A sobreposição entre as esferas profissional e pessoal/familiar está na origem da dificuldade crescente de conciliação, equilíbrio e separação destes domínios. O facto de os profissionais estarem cada vez mais “ligados” ao trabalho por via de um contacto permanente, seja devido, em primeira instância, ao pouco tempo disponível para a vida pessoal ou familiar, seja porque os horários são irregulares, flexíveis ou as situações e ocorrências de trabalho são sujeitas a uma grande imprevisibilidade, e a dificuldade ou impossibilidade de planear os tempos em que decorre a atividade profissional e, em consequência disso, os tempos extraprofissionais, geram acentuados desequilíbrios entre o trabalho e a esfera privada (Casaca, 2013; Anttila et al., 2015). O prolongamento da atividade profissional e a flexibilização dos tempos de trabalho têm impacto na descontextualização da vida pessoal, na quebra das relações de sociabilidade e na dificuldade de gerir e compatibilizar os contextos profissional e familiar, os horários, e fazer uma separação entre os dois universos. Por sua vez, a intensidade e a permanência do trabalho prolongam as preocupações do âmbito profissional para além do tempo de trabalho, reforçando a sobreposição entre a dimensão profissional e pessoal/familiar.

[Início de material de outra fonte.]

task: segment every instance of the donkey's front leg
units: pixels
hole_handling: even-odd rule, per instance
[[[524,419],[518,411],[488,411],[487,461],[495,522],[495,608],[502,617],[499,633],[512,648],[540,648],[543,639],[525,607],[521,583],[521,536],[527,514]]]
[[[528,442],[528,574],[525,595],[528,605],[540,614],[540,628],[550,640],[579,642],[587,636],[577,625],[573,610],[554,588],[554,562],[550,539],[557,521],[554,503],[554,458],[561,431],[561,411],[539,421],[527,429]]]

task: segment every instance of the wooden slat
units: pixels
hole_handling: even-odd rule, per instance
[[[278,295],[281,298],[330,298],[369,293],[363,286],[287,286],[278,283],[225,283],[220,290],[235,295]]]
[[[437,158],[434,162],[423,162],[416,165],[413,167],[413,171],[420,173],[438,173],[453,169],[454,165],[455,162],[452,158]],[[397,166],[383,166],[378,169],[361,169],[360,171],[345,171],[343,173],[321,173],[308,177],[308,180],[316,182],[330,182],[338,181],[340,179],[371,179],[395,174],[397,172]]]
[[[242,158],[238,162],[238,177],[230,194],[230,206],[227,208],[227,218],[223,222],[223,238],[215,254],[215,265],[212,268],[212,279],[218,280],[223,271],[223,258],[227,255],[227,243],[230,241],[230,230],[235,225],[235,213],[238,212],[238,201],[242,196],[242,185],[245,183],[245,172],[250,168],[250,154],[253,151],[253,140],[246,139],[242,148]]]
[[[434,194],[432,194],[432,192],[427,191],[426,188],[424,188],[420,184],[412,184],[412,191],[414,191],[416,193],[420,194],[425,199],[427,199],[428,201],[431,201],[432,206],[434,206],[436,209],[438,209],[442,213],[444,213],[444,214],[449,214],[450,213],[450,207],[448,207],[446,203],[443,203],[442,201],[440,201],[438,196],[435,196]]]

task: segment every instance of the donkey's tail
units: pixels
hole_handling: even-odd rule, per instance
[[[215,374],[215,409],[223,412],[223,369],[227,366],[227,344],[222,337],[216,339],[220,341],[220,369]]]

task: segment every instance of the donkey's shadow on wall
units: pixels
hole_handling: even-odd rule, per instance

As novas tecnologias, nomeadamente as tecnologias de informação e comunicação, potencializam as condições para a flexibilização dos locais de trabalho e as oportunidades de mobilidade no desempenho da profissão, ao aumentar as possibilidades de esta ser exercida à distância, em particular com o recurso ao teletrabalho, smartphones, acesso geral à internet, redes e diversas plataformas digitais. Estes meios permitem a portabilidade do trabalho, que é transportado para outros espaços distintos dos organizacionais e, em particular, para o espaço doméstico, prolongando o tempo de trabalho e colocando os indivíduos em acessibilidade e disponibilidade permanente para o exercício da atividade profissional (Örnebring, 2009; Castillo e Agulló, 2012).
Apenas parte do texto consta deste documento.